La amenaza de la violencia se cierne en el país. Lo sucedido en octubre del 2019 es considerado por muchas personas como una expresión legítima del descontento social, protegida por el derecho a la libre expresión, a manifestarse y a protestar. Protesta social en la que ciertas formas de manifestación son usuales: salir a las calles, cortar la circulación, realizar pintas en las paredes, etc.; formas para dar voz a los “sin voz”, aquellos que no tienen acceso a los grandes medios o espacios similares, quienes logran hacerse escuchar por medio de una acción colectiva, masiva, sonora, molesta para algunos, o disruptiva, como le llaman ahora.
Del otro lado se encuentran quienes miran octubre desde los excesos, desde las acciones vandálicas, delincuenciales, violentas, con un intento de golpe Estado de por medio, hechos que no han sido respondidos de forma adecuada y ahora muchos piensan que la autodefensa es un camino legítimo.

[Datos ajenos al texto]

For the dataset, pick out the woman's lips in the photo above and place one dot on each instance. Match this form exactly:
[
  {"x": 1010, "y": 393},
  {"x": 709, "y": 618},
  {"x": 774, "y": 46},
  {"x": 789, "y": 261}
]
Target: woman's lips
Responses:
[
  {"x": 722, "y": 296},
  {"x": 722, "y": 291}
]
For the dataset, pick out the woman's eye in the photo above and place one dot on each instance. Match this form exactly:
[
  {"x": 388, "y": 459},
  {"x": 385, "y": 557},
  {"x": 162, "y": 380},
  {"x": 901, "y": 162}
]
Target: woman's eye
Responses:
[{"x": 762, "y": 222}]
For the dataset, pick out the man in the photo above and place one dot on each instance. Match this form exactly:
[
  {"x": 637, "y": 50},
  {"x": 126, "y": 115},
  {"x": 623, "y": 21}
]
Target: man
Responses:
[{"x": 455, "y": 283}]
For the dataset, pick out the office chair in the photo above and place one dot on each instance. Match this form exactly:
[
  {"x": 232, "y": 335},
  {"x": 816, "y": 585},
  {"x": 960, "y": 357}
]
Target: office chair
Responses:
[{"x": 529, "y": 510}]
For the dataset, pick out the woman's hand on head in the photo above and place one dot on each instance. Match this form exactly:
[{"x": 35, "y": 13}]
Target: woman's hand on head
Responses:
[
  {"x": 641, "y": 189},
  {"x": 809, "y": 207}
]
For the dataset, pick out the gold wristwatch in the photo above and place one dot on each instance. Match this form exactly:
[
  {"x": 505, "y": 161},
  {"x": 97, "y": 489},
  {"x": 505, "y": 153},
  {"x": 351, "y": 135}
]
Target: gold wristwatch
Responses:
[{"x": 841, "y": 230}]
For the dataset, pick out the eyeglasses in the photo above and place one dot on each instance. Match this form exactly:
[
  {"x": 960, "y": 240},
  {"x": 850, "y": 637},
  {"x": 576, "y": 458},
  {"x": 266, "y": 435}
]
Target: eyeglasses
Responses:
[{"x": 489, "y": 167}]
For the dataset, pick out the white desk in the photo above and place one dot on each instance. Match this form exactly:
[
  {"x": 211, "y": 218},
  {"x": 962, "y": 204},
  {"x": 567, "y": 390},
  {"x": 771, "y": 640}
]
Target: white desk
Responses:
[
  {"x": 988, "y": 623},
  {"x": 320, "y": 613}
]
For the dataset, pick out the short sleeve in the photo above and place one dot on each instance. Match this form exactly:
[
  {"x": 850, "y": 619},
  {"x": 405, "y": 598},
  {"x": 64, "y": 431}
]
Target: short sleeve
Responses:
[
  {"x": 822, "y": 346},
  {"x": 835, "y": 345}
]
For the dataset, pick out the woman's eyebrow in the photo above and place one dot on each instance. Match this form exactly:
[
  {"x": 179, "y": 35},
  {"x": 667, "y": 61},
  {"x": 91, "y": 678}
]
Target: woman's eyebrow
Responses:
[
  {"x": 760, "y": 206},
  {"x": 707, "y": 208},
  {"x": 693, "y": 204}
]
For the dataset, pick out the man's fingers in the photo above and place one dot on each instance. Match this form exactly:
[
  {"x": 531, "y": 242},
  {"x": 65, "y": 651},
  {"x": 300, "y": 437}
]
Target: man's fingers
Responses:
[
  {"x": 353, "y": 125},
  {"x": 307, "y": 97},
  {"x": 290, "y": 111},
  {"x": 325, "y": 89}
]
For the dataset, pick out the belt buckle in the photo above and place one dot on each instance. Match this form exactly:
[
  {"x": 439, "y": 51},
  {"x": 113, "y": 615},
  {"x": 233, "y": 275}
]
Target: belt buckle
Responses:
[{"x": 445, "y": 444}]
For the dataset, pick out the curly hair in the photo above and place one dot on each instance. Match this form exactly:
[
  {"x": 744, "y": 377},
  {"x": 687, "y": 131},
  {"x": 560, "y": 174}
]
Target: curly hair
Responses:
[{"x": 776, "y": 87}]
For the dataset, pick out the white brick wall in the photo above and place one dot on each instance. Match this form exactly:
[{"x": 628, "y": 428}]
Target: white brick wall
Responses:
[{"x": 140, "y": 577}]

Es claro, cuando quienes tienen la responsabilidad institucional de investigar los excesos, juzgarlos y sancionarlos (sin importar quien los haya cometido) no lo hacen, se abre la puerta a nuevos abusos. Ejemplo paradigmático es el incendio del edificio de la Contraloría, una acción que claramente no puede ser considerada como una forma de protesta por el derecho, sobre el cual un año más tarde no existe claridad de lo sucedido, si bien existen explicaciones que han instalado la teoría de que fue el propio gobierno el que lo provocó o lo consideran una obra de infiltrados que buscaban provocar el caos. A todo el país, pero en especial al régimen y a los líderes de las protestas (que sostienen no tener relación con ese evento) debería interesarles que se sepa la verdad. Pero las instituciones responsables de investigar y acusar (sean de quienes protestaban o de quienes resguardaban el orden), guardan silencio, lo que da origen a una sensación de impunidad y de desprotección.
La impunidad es un incentivo para que otros actúen igual, parecería que no pasa nada si se causan daños por la represión o en la protesta, al menos nada evidente, aunque el daño es para todos porque se promueve la desconfianza en las formas institucionales de respuesta a los abusos. El derecho, el Estado, deja de ser quien evita los excesos, pronto muchos se sienten tentados a encontrar respuestas por fuera de los marcos que establece la Constitución que puede no gustar, pero que contiene las reglas de este Estado para asegurar las condiciones para que la ciudadanía se exprese, proteste, se manifieste; el mismo Estado debe asegurar que no se den excesos en el control de la protesta y debe juzgar a todos los que abusan, violentan o destruyen. Parece que los responsables han decidido dejar hacer, dejar pasar y que optaron por el mal menor, pero hay que recordar la frase de Hannah Arendt: “Los que eligen el mal menor olvidan muy rápidamente que eligieron el mal”.